In the function code area, choose the option to upload a ZIP file, and then upload the ZIP package provided for this Lambda function from GitHub. From Actions, publish a new version. AWS IoT Greengrass doesn’t support $LATEST as the version for Lambda aliases, so make sure you assign a version number (for example, version 1) to your Lambda function.

When the Lambda function runs, it will call the local ML model for facial recognition. Use the following values to configure the Lambda function:

Attribute Configuration
Memory Limit 96
Timeout 8
Lambda Lifecycle Make this function long-lived and keep it running indefinitely
Read access to /sys directory Enable
Input payload data type JSON

The Lambda function needs to invoke some local devices on your Raspberry Pi. Add those devices to your AWS IoT Greengrass resources.

In the AWS IoT Core console, choose AWS IoT Greengrass.

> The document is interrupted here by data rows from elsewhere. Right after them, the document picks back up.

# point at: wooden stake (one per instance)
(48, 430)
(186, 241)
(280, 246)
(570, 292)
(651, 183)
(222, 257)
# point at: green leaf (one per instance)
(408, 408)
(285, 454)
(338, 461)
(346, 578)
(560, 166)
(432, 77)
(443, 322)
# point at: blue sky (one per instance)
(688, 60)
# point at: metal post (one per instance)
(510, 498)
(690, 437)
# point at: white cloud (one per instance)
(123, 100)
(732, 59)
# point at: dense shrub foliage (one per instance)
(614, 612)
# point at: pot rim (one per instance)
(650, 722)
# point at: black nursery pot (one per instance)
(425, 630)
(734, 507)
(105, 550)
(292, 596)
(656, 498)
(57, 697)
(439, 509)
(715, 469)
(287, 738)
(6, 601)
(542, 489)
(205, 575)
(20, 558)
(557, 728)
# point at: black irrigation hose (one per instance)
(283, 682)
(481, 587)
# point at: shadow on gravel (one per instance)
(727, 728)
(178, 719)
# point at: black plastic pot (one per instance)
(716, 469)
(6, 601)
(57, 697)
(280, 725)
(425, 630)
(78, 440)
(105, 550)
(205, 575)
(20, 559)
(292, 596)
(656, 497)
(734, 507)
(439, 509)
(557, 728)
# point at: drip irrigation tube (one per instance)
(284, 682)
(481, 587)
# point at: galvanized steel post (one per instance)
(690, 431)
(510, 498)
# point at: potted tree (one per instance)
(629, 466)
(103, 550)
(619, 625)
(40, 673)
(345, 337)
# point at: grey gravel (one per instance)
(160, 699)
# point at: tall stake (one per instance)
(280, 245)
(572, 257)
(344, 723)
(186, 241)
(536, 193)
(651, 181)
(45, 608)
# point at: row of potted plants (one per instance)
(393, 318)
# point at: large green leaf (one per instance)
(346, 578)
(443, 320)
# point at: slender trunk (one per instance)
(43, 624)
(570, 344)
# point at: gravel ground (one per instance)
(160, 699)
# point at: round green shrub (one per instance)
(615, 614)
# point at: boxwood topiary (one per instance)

Choose Groups, and then choose your Greengrass group (for example, greengrassFaceReco). In the left navigation pane, choose Resources. On the Local tab, choose Add a local resource.

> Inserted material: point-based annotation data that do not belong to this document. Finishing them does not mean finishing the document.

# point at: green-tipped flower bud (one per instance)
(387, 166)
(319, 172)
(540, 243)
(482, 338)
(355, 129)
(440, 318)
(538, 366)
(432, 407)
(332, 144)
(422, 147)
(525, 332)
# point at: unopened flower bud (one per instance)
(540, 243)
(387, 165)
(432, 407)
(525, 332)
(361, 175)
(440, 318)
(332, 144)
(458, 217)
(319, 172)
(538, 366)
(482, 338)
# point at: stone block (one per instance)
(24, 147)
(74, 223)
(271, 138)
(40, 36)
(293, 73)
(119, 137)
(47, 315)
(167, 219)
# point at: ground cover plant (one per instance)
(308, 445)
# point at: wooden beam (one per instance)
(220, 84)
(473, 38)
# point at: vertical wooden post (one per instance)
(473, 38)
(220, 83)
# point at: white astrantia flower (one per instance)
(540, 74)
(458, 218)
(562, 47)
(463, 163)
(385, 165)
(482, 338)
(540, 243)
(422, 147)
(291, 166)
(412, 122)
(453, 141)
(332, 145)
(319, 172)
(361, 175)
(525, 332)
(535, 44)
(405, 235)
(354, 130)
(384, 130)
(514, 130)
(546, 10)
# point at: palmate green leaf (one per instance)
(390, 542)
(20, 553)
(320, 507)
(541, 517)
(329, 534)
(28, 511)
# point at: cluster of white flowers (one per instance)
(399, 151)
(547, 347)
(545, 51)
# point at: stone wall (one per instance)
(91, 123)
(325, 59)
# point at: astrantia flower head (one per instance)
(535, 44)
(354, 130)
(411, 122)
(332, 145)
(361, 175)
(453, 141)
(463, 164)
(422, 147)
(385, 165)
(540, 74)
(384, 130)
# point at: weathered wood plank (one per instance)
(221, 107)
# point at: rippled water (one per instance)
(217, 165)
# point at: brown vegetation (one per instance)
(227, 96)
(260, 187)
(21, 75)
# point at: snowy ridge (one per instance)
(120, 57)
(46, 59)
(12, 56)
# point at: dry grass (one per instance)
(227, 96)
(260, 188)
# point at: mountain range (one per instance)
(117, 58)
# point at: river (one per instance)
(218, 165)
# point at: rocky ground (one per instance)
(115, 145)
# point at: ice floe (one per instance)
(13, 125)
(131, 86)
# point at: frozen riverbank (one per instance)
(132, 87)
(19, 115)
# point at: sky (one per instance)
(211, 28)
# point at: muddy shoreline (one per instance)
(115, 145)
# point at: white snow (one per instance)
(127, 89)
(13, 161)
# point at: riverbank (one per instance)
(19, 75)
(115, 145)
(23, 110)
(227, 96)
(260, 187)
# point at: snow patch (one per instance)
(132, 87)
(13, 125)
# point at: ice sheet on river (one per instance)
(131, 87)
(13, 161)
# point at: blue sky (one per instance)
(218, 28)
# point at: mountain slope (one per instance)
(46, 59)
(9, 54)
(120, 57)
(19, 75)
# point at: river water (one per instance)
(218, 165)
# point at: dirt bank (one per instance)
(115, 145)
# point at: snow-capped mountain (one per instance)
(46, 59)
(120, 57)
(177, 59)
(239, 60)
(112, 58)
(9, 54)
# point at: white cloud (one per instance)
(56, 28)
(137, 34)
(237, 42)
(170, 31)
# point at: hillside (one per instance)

Because the example in this post uses the Raspberry Pi camera, add two devices to the Greengrass group:

  • videoCoreSharedMemory
  • videoCoreInterface

Complete the fields as follows:

When you’re done, your device configuration should look like this:

Add your ML model to this Greengrass group. In the left navigation pane, choose Resources, choose Machine Learning, and then choose Add machine learning resource.

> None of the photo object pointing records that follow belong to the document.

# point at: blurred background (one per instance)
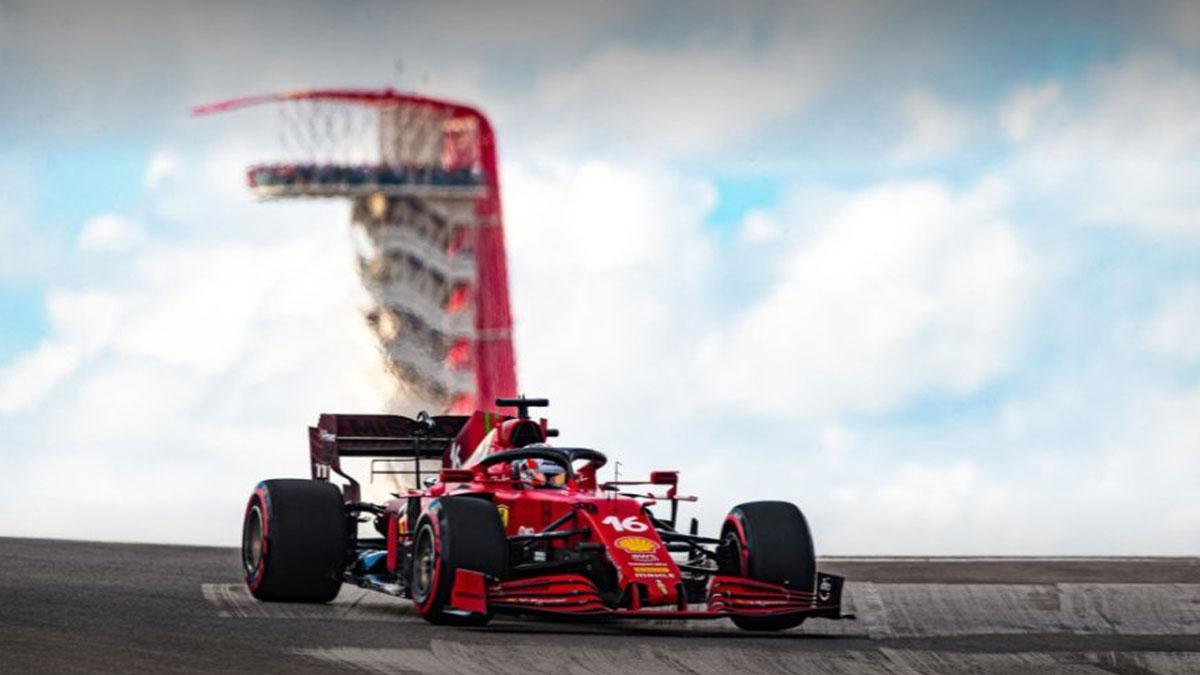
(930, 270)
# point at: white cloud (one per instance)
(936, 129)
(109, 233)
(715, 91)
(605, 264)
(163, 165)
(760, 226)
(1029, 108)
(28, 378)
(910, 290)
(187, 363)
(1123, 153)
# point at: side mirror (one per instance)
(456, 476)
(665, 477)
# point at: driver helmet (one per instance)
(539, 472)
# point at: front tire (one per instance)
(294, 539)
(772, 544)
(455, 533)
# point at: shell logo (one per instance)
(637, 544)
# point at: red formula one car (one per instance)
(511, 524)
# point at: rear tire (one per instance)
(455, 533)
(773, 544)
(294, 539)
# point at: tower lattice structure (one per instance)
(421, 179)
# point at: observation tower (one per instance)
(421, 179)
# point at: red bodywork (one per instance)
(582, 514)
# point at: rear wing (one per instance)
(378, 436)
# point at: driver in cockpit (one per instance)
(539, 472)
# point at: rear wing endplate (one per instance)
(379, 436)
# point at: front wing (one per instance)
(573, 595)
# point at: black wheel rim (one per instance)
(252, 539)
(424, 560)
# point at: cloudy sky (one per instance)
(933, 272)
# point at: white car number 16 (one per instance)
(630, 524)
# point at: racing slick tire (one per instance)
(772, 543)
(455, 533)
(294, 539)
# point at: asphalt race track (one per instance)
(73, 607)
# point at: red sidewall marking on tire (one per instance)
(424, 608)
(743, 549)
(256, 579)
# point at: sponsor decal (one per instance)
(637, 544)
(825, 589)
(652, 571)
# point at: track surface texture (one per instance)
(69, 607)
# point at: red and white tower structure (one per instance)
(423, 181)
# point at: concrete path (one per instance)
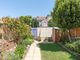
(33, 53)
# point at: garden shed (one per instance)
(44, 33)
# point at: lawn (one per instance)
(50, 51)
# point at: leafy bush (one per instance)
(75, 46)
(20, 49)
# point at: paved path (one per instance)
(33, 53)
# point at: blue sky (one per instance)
(15, 8)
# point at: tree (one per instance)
(67, 14)
(51, 23)
(26, 19)
(15, 30)
(35, 23)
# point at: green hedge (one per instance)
(75, 46)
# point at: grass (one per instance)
(52, 51)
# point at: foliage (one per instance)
(35, 23)
(75, 46)
(66, 13)
(51, 23)
(16, 30)
(51, 51)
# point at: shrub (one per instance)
(75, 46)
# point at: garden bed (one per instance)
(52, 51)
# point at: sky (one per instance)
(16, 8)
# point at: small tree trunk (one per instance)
(69, 36)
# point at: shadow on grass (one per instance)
(52, 47)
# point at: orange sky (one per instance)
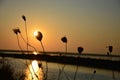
(90, 24)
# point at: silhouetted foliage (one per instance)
(64, 39)
(16, 31)
(7, 72)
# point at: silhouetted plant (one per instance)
(6, 72)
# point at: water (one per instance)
(33, 71)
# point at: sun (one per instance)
(35, 33)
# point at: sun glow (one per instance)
(35, 33)
(35, 53)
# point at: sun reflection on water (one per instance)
(34, 72)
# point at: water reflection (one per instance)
(34, 72)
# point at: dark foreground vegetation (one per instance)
(7, 72)
(90, 62)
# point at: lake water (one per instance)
(55, 71)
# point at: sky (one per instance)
(92, 24)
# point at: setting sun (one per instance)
(35, 33)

In this example, the model is stored in an S3 bucket. If you use Amazon SageMaker to train your model, choose Amazon SageMaker as your model source. The local path is the directory on your edge device where you will store the model. Configure this path carefully. Otherwise, your model cannot be used on your edge device. You can see your model has been added to your Greengrass group:

Now create a subscription so that the local analysis result can be sent to the AWS IoT Cloud for processing, such as storing the result in Amazon DynamoDB and performing result analytics in Amazon EMR. If you have another local device connected to Raspberry Pi, you can use the AWS IoT Greengrass core to control it through AWS Lambda based on the analysis result. In this example, the result is sent to the AWS IoT Cloud through an MQTT message.

You can now deploy the Greengrass group. From Actions, choose Deploy. Deployment times vary, depending on the size of the model. When the deployment is complete, the results appear in the console, as shown here.

Your Raspberry Pi should now be able to recognize the face photo captured by the Pi camera. Use Echo Dot to voice control the Pi camera to get the image.

Create another Lambda function to trigger the AWS IoT Greengrass local face detection Lambda function through an MQTT message. The trigger Lambda function will send an MQTT message to the Greengrass core through AWS IoT Core. AWS IoT Greengrass will process this message through the local face detection Lambda function and then trigger the photo analysis. You can find this Lambda code based on Python 2.7 on GitHub. Make a note of the ARN for this Lambda function. You will use it when you configure Alexa skills.

Open the Amazon Developer Portal. Choose Alexa, choose Your Alexa Consoles, choose Skills, and then choose Create Skill. For information about creating your own Alexa skills, see Build Skills with the Alexa Skills Kit.

Finally, build a smart home surveillance system by using your Echo Dot to send a voice control message to your Raspberry Pi to start the local face recognition process. The result will be sent back to the AWS IoT Cloud through an MQTT message.


By using the example in this post, you can build a small home surveillance system on your Raspberry Pi device with AWS IoT Greengrass. Then, you can explore further by training other ML models and deploying them to your AWS IoT Greengrass devices.